General information
- Status: Proposed
- Type: Court building
- Location: Bonifacio Capital District, Fort Bonifacio, Taguig, Philippines
- Groundbreaking: October 2015
- Construction started: On Hold
- Owner: Supreme Court of the Philippines

= Supreme Court Building Complex, Fort Bonifacio =

The Supreme Court of the Philippines was due to move to a proposed building to be built at the Bonifacio Capital District in Fort Bonifacio, Taguig, Metro Manila, but is now on hold.

==History==
The Supreme Court of the Philippines occupies a buildings on a lot owned by the University of the Philippines Manila. The court has not owned its own property in its almost 100 years of existence. As early as August 2014, the Supreme Court has expressed its plans to move to Bonifacio Global City (BGC). In July 2015, the court was reportedly prospecting to buy a lot in the business center through the Department of Budget and Management's funds. At that time the court projected that it would have moved to a newer building by 2019.

A contract between the Supreme Court and the Bases Conversion and Development Authority preceded a groundbreaking ceremony which was held in October 2015 on the lot where the new Supreme Court building complex will stand. It was projected at that time that the design phase will commence in 2016 and the construction phase will last from 2017 to 2019. An environmentally sustainable design is what the Supreme Court envisions for the building. However the construction alltogether is still currently on hold, it is unknown to the public as to when construction will begin again.

==Architecture and design==
In August 2014, the court was reportedly eyeing architect Felino Palafox Jr. to design the BGC Building. The International Conceptual Design Competition was later held, which called for local and international firms to make their proposals for the design of the Philippine Supreme Court BGC complex. The Supreme Court stipulated the following terms of the competition: it called for a design for a "culturally iconic building and a legacy for generations to come", the incorporation of the "four pillars of justice", and that the building will exhibit a "green and resilient" design for an "effective and efficient dispensation of justice".

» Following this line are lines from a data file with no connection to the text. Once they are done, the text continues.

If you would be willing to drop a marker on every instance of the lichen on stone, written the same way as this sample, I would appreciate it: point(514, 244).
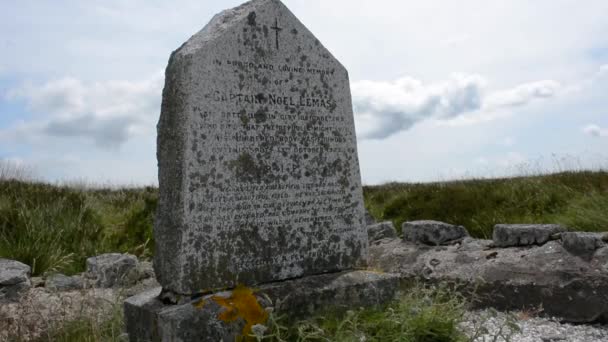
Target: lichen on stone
point(242, 303)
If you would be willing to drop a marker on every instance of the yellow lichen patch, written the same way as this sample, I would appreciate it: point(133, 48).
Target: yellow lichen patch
point(199, 304)
point(242, 303)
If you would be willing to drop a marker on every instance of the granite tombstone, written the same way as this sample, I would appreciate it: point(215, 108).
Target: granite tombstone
point(258, 170)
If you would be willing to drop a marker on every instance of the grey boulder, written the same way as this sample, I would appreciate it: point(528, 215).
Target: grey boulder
point(369, 219)
point(112, 270)
point(516, 278)
point(381, 230)
point(14, 279)
point(582, 244)
point(434, 233)
point(511, 235)
point(61, 282)
point(199, 318)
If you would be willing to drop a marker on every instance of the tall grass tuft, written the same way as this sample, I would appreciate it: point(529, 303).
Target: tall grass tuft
point(54, 229)
point(576, 199)
point(421, 314)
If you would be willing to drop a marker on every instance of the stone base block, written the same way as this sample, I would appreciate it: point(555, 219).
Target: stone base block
point(227, 315)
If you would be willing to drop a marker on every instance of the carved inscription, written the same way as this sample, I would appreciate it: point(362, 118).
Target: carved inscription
point(257, 128)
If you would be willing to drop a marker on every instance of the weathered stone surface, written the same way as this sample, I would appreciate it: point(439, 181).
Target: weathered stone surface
point(582, 244)
point(111, 270)
point(432, 233)
point(14, 279)
point(507, 235)
point(381, 230)
point(516, 278)
point(369, 219)
point(258, 169)
point(61, 282)
point(148, 319)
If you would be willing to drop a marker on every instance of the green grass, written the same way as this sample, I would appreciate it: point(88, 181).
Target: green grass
point(578, 200)
point(421, 314)
point(55, 228)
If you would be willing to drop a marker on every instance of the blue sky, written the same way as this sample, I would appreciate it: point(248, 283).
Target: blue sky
point(441, 90)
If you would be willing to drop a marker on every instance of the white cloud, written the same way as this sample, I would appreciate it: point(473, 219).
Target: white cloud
point(595, 131)
point(383, 109)
point(108, 113)
point(521, 94)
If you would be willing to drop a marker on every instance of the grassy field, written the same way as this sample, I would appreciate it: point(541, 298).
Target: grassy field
point(55, 228)
point(578, 200)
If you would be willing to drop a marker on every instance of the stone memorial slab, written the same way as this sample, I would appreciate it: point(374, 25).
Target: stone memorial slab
point(258, 170)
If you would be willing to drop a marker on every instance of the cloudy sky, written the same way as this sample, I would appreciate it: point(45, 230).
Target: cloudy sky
point(441, 89)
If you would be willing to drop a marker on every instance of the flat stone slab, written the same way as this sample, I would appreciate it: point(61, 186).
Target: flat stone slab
point(259, 176)
point(382, 230)
point(14, 279)
point(515, 278)
point(432, 233)
point(582, 244)
point(61, 282)
point(509, 235)
point(225, 316)
point(111, 269)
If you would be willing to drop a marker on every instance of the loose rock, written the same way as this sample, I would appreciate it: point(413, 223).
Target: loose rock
point(14, 279)
point(111, 270)
point(509, 235)
point(582, 244)
point(433, 233)
point(381, 230)
point(61, 282)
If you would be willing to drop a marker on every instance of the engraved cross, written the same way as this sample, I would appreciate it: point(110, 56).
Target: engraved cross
point(276, 29)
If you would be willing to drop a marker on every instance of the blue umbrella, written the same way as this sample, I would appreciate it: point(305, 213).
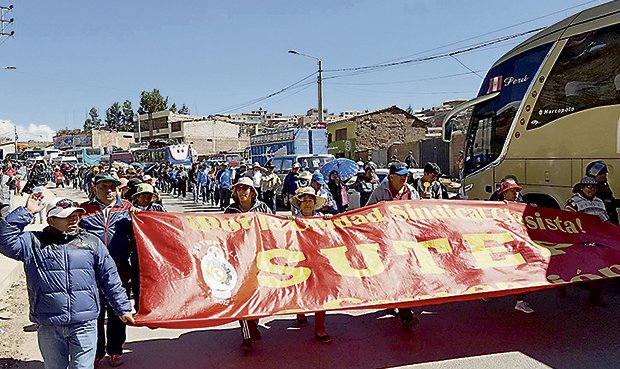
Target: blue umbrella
point(346, 168)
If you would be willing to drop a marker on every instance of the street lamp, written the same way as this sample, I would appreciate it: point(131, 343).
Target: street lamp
point(319, 80)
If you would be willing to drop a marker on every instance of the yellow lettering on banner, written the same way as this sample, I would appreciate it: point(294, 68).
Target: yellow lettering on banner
point(585, 277)
point(607, 272)
point(551, 249)
point(422, 253)
point(205, 224)
point(370, 252)
point(296, 274)
point(478, 288)
point(337, 303)
point(483, 254)
point(245, 222)
point(229, 225)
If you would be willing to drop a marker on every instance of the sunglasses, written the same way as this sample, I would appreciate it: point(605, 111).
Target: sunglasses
point(66, 203)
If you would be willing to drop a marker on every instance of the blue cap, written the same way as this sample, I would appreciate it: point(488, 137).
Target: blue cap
point(399, 168)
point(318, 178)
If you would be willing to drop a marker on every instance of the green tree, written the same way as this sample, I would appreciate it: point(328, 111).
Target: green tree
point(151, 102)
point(93, 121)
point(184, 110)
point(114, 116)
point(128, 116)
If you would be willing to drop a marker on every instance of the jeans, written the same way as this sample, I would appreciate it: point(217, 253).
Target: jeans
point(269, 198)
point(71, 345)
point(112, 336)
point(224, 197)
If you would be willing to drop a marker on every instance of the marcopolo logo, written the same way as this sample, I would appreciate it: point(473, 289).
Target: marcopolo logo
point(218, 273)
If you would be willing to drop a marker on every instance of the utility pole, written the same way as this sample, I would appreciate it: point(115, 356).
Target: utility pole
point(4, 22)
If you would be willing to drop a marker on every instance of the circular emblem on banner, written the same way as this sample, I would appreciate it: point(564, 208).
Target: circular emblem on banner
point(218, 273)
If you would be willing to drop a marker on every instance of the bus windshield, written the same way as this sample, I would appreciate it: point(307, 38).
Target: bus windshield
point(491, 120)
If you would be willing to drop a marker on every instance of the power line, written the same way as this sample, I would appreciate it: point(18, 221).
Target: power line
point(231, 108)
point(466, 67)
point(439, 56)
point(407, 81)
point(497, 30)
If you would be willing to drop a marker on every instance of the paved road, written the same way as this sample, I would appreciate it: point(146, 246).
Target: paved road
point(564, 332)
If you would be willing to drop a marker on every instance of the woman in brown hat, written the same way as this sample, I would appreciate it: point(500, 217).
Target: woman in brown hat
point(245, 200)
point(307, 201)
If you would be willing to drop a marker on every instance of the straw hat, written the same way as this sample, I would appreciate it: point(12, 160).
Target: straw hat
point(247, 181)
point(303, 191)
point(143, 188)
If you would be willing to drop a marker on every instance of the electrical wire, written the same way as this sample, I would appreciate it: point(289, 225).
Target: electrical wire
point(439, 56)
point(498, 30)
point(232, 108)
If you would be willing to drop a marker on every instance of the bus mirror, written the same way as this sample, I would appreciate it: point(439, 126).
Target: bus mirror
point(447, 131)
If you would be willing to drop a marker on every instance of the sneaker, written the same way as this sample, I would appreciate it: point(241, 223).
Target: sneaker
point(246, 345)
point(524, 307)
point(255, 335)
point(409, 324)
point(302, 321)
point(115, 360)
point(597, 301)
point(323, 339)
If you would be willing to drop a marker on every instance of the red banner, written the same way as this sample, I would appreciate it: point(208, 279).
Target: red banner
point(200, 269)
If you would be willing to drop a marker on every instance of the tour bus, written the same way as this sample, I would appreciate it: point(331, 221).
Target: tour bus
point(545, 110)
point(289, 141)
point(86, 155)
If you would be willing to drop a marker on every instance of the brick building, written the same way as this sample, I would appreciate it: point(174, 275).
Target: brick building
point(369, 135)
point(206, 135)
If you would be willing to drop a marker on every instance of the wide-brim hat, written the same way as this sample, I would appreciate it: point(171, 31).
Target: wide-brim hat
point(62, 208)
point(584, 181)
point(305, 175)
point(247, 181)
point(106, 178)
point(143, 188)
point(319, 201)
point(123, 184)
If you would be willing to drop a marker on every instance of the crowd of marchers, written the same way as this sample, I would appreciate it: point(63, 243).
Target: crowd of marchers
point(83, 267)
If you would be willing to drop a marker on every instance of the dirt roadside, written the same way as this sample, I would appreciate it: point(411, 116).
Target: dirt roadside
point(15, 327)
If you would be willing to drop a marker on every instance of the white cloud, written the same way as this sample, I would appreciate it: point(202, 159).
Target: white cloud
point(36, 132)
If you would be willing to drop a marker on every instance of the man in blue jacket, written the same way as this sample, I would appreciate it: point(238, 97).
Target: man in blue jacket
point(64, 266)
point(108, 217)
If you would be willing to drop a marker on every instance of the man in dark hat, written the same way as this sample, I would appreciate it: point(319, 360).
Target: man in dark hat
point(270, 182)
point(598, 170)
point(395, 187)
point(108, 217)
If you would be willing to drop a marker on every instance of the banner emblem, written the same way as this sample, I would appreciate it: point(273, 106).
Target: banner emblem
point(218, 273)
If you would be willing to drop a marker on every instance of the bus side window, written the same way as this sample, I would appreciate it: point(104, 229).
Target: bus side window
point(586, 75)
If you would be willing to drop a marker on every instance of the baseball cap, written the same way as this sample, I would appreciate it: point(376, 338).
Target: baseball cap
point(318, 178)
point(584, 182)
point(432, 168)
point(62, 208)
point(106, 178)
point(399, 168)
point(508, 184)
point(595, 168)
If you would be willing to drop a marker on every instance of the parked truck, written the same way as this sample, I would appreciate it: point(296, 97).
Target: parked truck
point(288, 141)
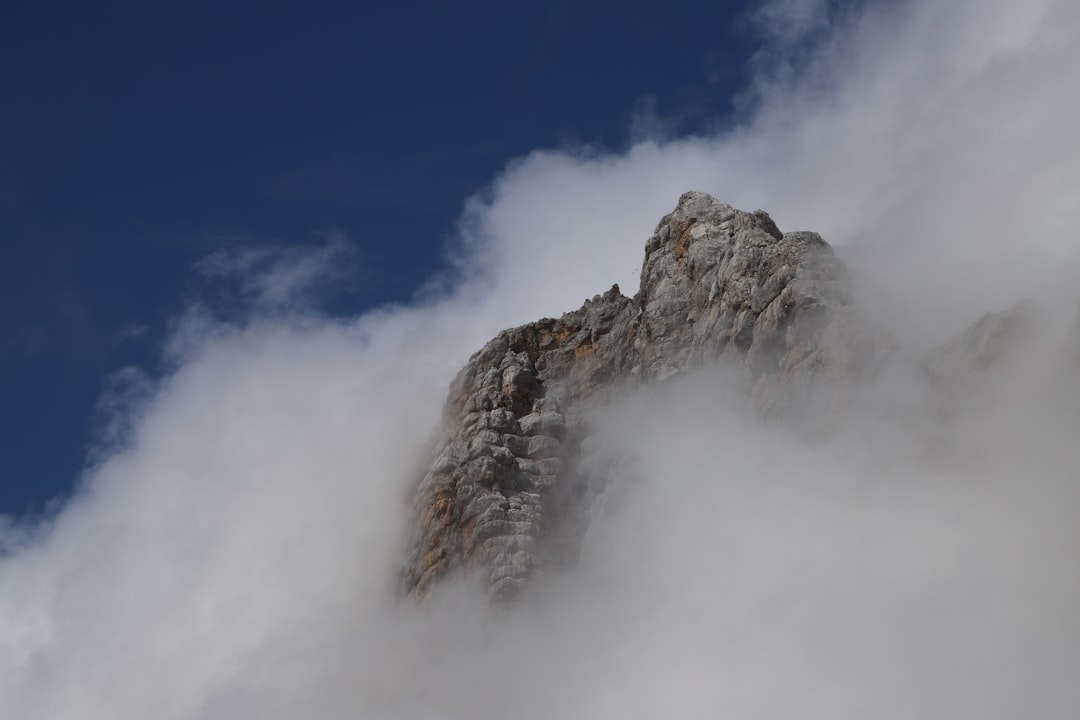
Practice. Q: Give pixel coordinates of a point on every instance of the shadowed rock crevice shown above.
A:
(507, 496)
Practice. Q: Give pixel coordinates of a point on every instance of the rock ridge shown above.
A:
(508, 488)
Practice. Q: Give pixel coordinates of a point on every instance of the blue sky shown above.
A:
(138, 137)
(202, 212)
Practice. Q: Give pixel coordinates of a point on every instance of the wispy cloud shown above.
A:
(237, 556)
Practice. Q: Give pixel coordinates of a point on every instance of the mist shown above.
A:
(234, 546)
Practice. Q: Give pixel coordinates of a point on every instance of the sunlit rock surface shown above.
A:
(509, 487)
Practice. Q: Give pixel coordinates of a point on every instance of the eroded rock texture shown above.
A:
(507, 493)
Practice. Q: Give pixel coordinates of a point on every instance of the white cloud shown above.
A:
(238, 557)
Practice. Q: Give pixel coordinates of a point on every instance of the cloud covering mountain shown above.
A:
(235, 549)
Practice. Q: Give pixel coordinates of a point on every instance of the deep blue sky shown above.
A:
(137, 137)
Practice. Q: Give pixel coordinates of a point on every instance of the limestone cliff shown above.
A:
(508, 487)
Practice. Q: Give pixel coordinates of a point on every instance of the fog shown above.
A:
(233, 547)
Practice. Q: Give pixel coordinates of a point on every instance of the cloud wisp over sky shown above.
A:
(234, 554)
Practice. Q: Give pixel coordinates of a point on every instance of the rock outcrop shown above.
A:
(508, 487)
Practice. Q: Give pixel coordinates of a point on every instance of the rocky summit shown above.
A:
(510, 481)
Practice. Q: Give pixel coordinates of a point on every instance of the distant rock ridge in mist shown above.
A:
(512, 475)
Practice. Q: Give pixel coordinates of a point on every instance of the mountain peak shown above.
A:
(508, 487)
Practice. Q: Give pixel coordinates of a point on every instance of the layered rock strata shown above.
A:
(507, 491)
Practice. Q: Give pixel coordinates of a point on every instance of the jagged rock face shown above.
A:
(507, 491)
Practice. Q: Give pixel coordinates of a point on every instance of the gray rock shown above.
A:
(509, 487)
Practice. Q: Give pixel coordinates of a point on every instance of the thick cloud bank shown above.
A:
(237, 554)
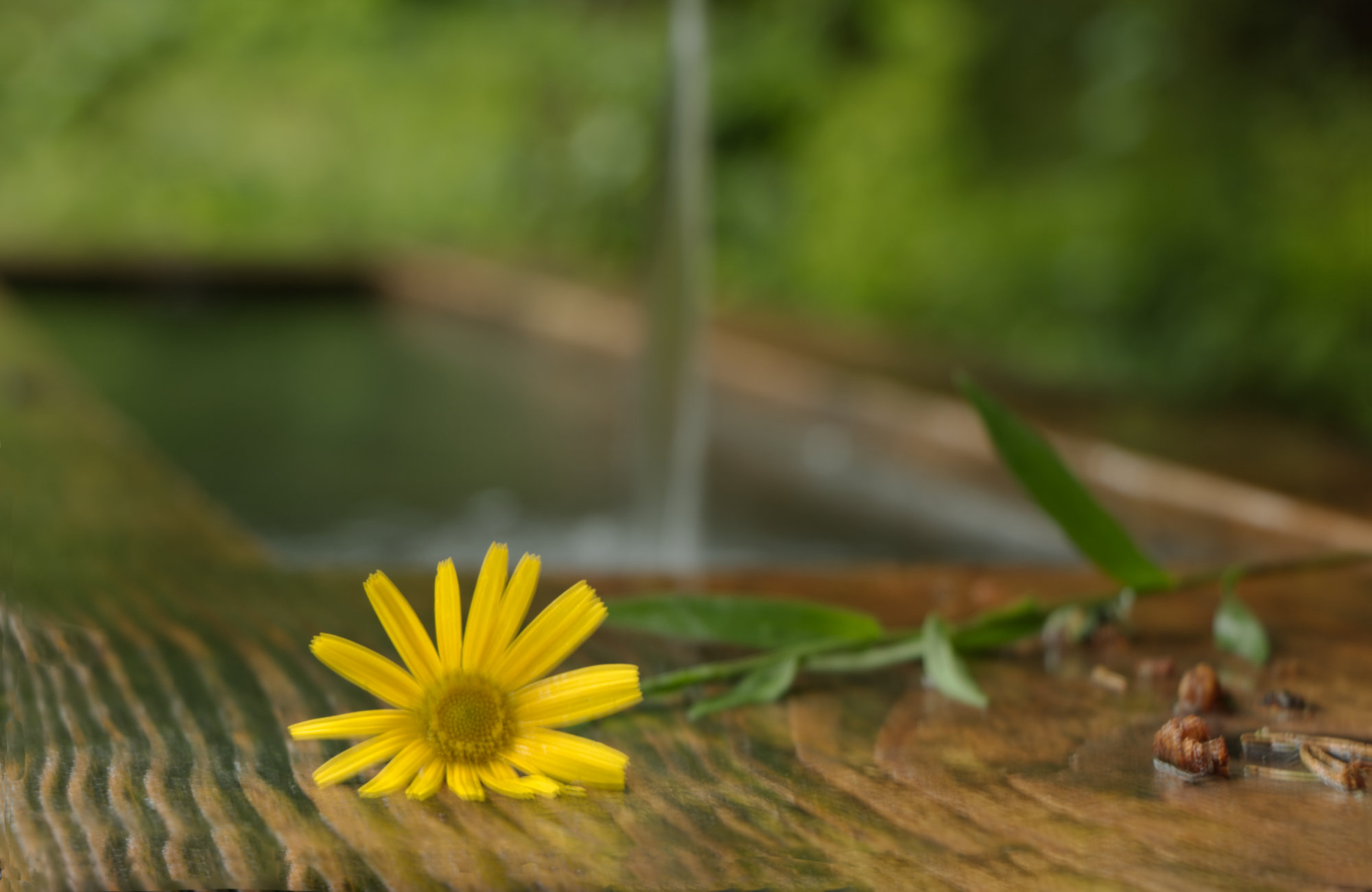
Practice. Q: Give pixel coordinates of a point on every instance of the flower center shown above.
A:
(469, 720)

The team from Philippine firm Mañosa & Company led by Angelo Mañosa won the design competition from among 10 finalists. The design contract still to be awarded to the firm due to government procedures. Mañosa's design called for a building complex inspired from the sun motif of the Philippine flag. The firm's proposed design calls for a complex composing of three building clusters surrounding a circular central tower which is meant to host the En Banc Session Hall.